Director/Senior Director Regulatory Affairs – US/Global RA Strategy
G&L Scientific is the world’s fastest-growing independent scientific consultancy providing Pharmaceutical and Biotechnology clients throughout the world with expert Regulatory Affairs consultancy and Quality Assurance solutions.
As demand for our services and solutions continues to increase, we have an exciting new opportunity for a Senior Regulatory strategist to join our global team.
This role is a senior position that combines technical regulatory, commercial and business strategy, project management, and client relationship management.
Based in North America, this is a permanent career opportunity.
- Planning and executing complex regulatory tasks and activities as required by G&L Scientific’s broad spectrum of clients across the healthcare industry.

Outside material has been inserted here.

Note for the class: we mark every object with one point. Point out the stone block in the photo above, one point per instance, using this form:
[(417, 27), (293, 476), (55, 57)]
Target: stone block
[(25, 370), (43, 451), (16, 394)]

- Leading and managing regulatory strategy aspects of a variety of client projects across the product lifecycle, including the development of new and existing pharmaceutical and biologics products.
- Preparing and submitting correspondence and applications to regulatory agencies. Acting as a direct liaison between global regulatory authorities and G&L’s clients to facilitate the effective review and approval of applications.
- Having a broad knowledge of regional regulatory environments; Providing support for our client’s global regulatory strategy requirements, aligning with regional and global business needs.
- Developing and executing regulatory strategies for the development of new and existing pharmaceutical and biologics products.
- Leading and guiding clients through global regulatory pathways including CTA/IND, MAA/NDA/BLA, supplements/variations, license renewals etc.
- Leading and providing regulatory input to cross-functional project teams.
- Coordinating Health Authority meeting preparation (prepare or review meeting requests, briefing books, rehearsals, response to FDA questions) and participating in agency meetings.
- Interpreting new or existing regulatory requirements relevant to assigned products and projects.
- Preparing or reviewing Orphan Designation applications and Breakthrough applications.
- Supporting both early- and late-stage clinical development activities by providing regulatory guidance and advice.
- Providing technical input and support during RFI and RFP client business processes, scoping projects for budgets and timelines.
- Using previous experience to provide technical input and support during RFI and RFP client business processes; scoping projects for budgets and timelines.
- Scientific degree. An advanced degree (MSc, MBA or PhD) may be an advantage but is not essential.
- Working knowledge of many therapy areas would be an advantage, including Oncology, Ophthalmology, Immunology, and Large Molecule.
- A minimum of 10 years’ experience in a similar role.
- Experience of US, EU & global regulatory affairs.
- Demonstrable ability to manage complex regulatory issues.
- Proven ability to deliver to agreed timelines, budgets, and quality standards.
- Strong strategic thinking, project management, teamwork, and problem-solving skills.
- Impeccable communication and interpersonal skills to include public speaking duties.
- Ability to influence and offer consulting at all levels of G&L and external stakeholders.
For further details, please send your CV to: firstname.lastname@example.org
G&L Scientific is an equal opportunities employer and welcomes applicants from all sections of the community regardless of their gender, religious belief, political opinion, sexual orientation, disability, age, marital status or race.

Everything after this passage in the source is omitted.